The dictionary maps stage names (e.g., ‘general’, ‘convert’, ‘filter_bam’) to dictionaries containing parameter names and their default values. These parameters control the behavior of each stage in the pipeline.
This file defines constants and default parameters used in the Cassiopeia preprocessing pipeline. These constants include BAM tag names, quality scores, a DNA substitution matrix, and default parameters for various pipeline stages.
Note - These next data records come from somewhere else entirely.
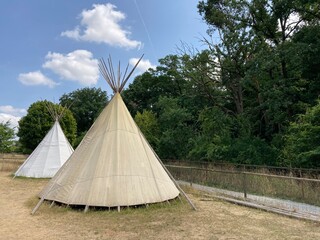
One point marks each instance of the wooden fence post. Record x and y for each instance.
(244, 182)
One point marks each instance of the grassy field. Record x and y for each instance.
(214, 219)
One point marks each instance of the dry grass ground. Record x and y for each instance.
(214, 219)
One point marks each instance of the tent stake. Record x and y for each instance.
(86, 208)
(37, 206)
(51, 204)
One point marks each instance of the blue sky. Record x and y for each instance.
(49, 48)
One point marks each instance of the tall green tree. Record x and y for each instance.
(7, 135)
(86, 105)
(34, 126)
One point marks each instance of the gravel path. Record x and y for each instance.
(285, 207)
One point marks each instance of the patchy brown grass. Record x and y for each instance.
(214, 219)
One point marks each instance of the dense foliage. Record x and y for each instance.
(35, 125)
(244, 98)
(86, 105)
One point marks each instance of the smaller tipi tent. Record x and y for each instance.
(51, 153)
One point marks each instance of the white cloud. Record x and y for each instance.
(11, 114)
(36, 78)
(143, 66)
(11, 110)
(101, 25)
(77, 66)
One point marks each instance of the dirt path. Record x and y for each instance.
(214, 219)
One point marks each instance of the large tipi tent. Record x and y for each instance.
(48, 157)
(114, 165)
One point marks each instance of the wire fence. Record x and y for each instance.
(300, 189)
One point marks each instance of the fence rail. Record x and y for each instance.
(299, 189)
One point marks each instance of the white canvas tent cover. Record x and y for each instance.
(114, 165)
(48, 157)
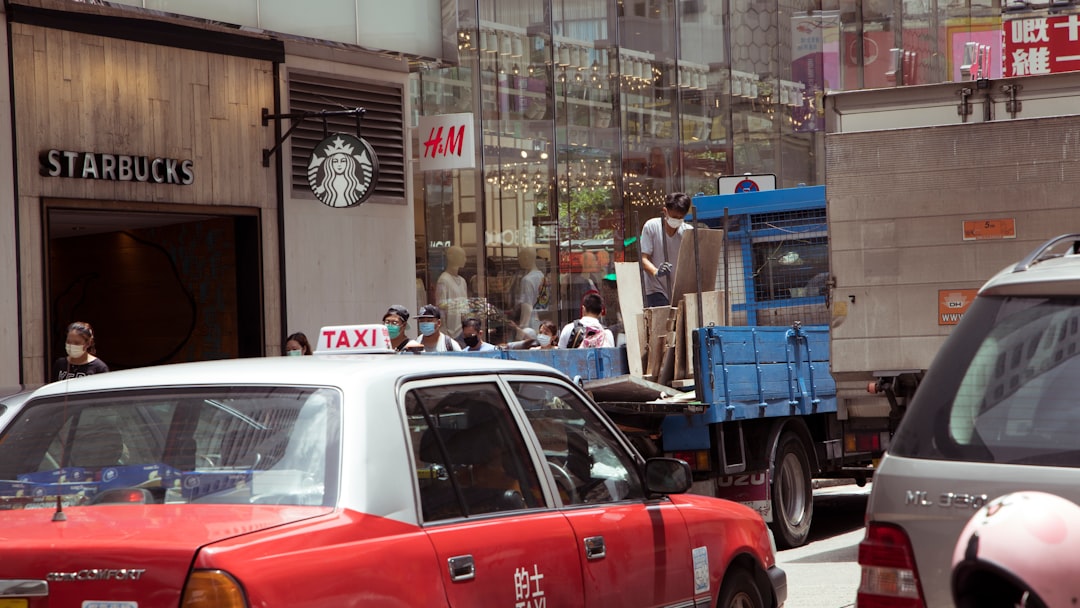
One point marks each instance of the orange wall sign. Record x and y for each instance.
(986, 229)
(952, 305)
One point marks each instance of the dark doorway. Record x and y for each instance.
(157, 287)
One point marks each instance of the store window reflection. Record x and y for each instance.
(588, 112)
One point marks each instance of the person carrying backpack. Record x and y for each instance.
(586, 332)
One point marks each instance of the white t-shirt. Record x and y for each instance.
(652, 245)
(530, 296)
(451, 295)
(564, 336)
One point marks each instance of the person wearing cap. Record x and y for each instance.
(430, 323)
(396, 322)
(472, 336)
(527, 342)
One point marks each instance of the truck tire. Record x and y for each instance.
(792, 492)
(739, 591)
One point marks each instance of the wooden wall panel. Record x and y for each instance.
(86, 93)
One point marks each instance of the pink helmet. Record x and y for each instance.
(1018, 550)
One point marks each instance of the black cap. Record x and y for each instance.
(429, 310)
(400, 311)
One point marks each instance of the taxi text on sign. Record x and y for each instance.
(739, 184)
(1035, 45)
(446, 142)
(353, 339)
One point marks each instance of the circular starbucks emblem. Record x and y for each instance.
(342, 171)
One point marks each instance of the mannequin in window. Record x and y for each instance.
(535, 294)
(451, 293)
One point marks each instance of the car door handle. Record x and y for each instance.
(462, 568)
(595, 548)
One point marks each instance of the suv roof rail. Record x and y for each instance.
(1039, 254)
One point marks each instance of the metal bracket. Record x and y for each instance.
(298, 119)
(1013, 106)
(964, 108)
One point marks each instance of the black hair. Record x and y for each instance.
(300, 339)
(593, 304)
(552, 328)
(677, 202)
(85, 330)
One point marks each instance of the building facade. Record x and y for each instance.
(585, 115)
(157, 167)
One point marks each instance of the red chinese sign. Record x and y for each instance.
(1049, 44)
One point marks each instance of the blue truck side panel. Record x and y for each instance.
(750, 373)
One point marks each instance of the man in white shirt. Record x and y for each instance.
(661, 239)
(430, 323)
(592, 307)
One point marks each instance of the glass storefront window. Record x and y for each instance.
(588, 113)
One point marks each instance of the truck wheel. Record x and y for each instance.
(792, 494)
(739, 591)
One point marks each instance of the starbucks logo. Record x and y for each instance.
(342, 171)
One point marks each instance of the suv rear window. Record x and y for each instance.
(1003, 387)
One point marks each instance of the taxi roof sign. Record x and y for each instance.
(353, 339)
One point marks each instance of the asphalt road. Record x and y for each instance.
(824, 572)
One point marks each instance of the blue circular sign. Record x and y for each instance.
(746, 186)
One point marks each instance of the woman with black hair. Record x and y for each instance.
(80, 359)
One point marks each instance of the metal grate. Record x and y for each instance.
(778, 270)
(383, 124)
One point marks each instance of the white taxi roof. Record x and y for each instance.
(327, 369)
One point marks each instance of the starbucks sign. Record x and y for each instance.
(342, 171)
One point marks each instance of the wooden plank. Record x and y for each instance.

The code defines several dictionaries: BAM_CONSTANTS
, SINGLE_CELL_BAM_TAGS
, SPATIAL_BAM_TAGS
, CHEMISTRY_BAM_TAGS
, DNA_SUBSTITUTION_MATRIX
, and DEFAULT_PIPELINE_PARAMETERS
. The first four dictionaries define BAM tag names for different sequencing chemistries. DNA_SUBSTITUTION_MATRIX
defines a substitution matrix for DNA alignment. DEFAULT_PIPELINE_PARAMETERS
defines default parameters for each stage of the preprocessing pipeline.
BAM_CONSTANTS
This dictionary stores constants related to BAM file tags used in the preprocessing pipeline.
N/A - This is a constant dictionary.
N/A - This is a constant dictionary.
The dictionary maps descriptive names to their corresponding BAM tag strings. For example, RAW_CELL_BC_TAG
maps to "CR"
, which represents the tag for the raw cell barcode sequence.
SINGLE_CELL_BAM_TAGS
This dictionary defines BAM tag names for single-cell sequencing chemistries.
N/A - This is a constant dictionary.
N/A - This is a constant dictionary.
The dictionary maps data types (umi
, cell_barcode
) to tuples of BAM tag names. Each tuple contains two tags: one for the sequence and one for the quality scores.
SPATIAL_BAM_TAGS
This dictionary defines BAM tag names for spatial sequencing chemistries.
N/A - This is a constant dictionary.
N/A - This is a constant dictionary.
Similar to SINGLE_CELL_BAM_TAGS
, this dictionary maps data types (umi
, spot_barcode
) to tuples of BAM tag names.
CHEMISTRY_BAM_TAGS
This dictionary maps specific sequencing chemistries to their corresponding BAM tag dictionaries.
N/A - This is a constant dictionary.
N/A - This is a constant dictionary.
The dictionary maps chemistry names (e.g., ‘dropseq’, ‘10xv2’) to either SINGLE_CELL_BAM_TAGS
or SPATIAL_BAM_TAGS
based on the chemistry type.
DNA_SUBSTITUTION_MATRIX
This dictionary defines a substitution matrix for DNA sequence alignment.
N/A - This is a constant dictionary.
N/A - This is a constant dictionary.
The dictionary represents a matrix where keys are nucleotides (A, T, C, G, Z, N) and values are dictionaries mapping each nucleotide to a score. This matrix is used to score alignments between DNA sequences.
DEFAULT_PIPELINE_PARAMETERS
This dictionary stores default parameters for each stage of the Cassiopeia preprocessing pipeline.
N/A - This is a constant dictionary.
N/A - This is a constant dictionary.
The dictionary maps stage names (e.g., ‘general’, ‘convert’, ‘filter_bam’) to dictionaries containing parameter names and their default values. These parameters control the behavior of each stage in the pipeline.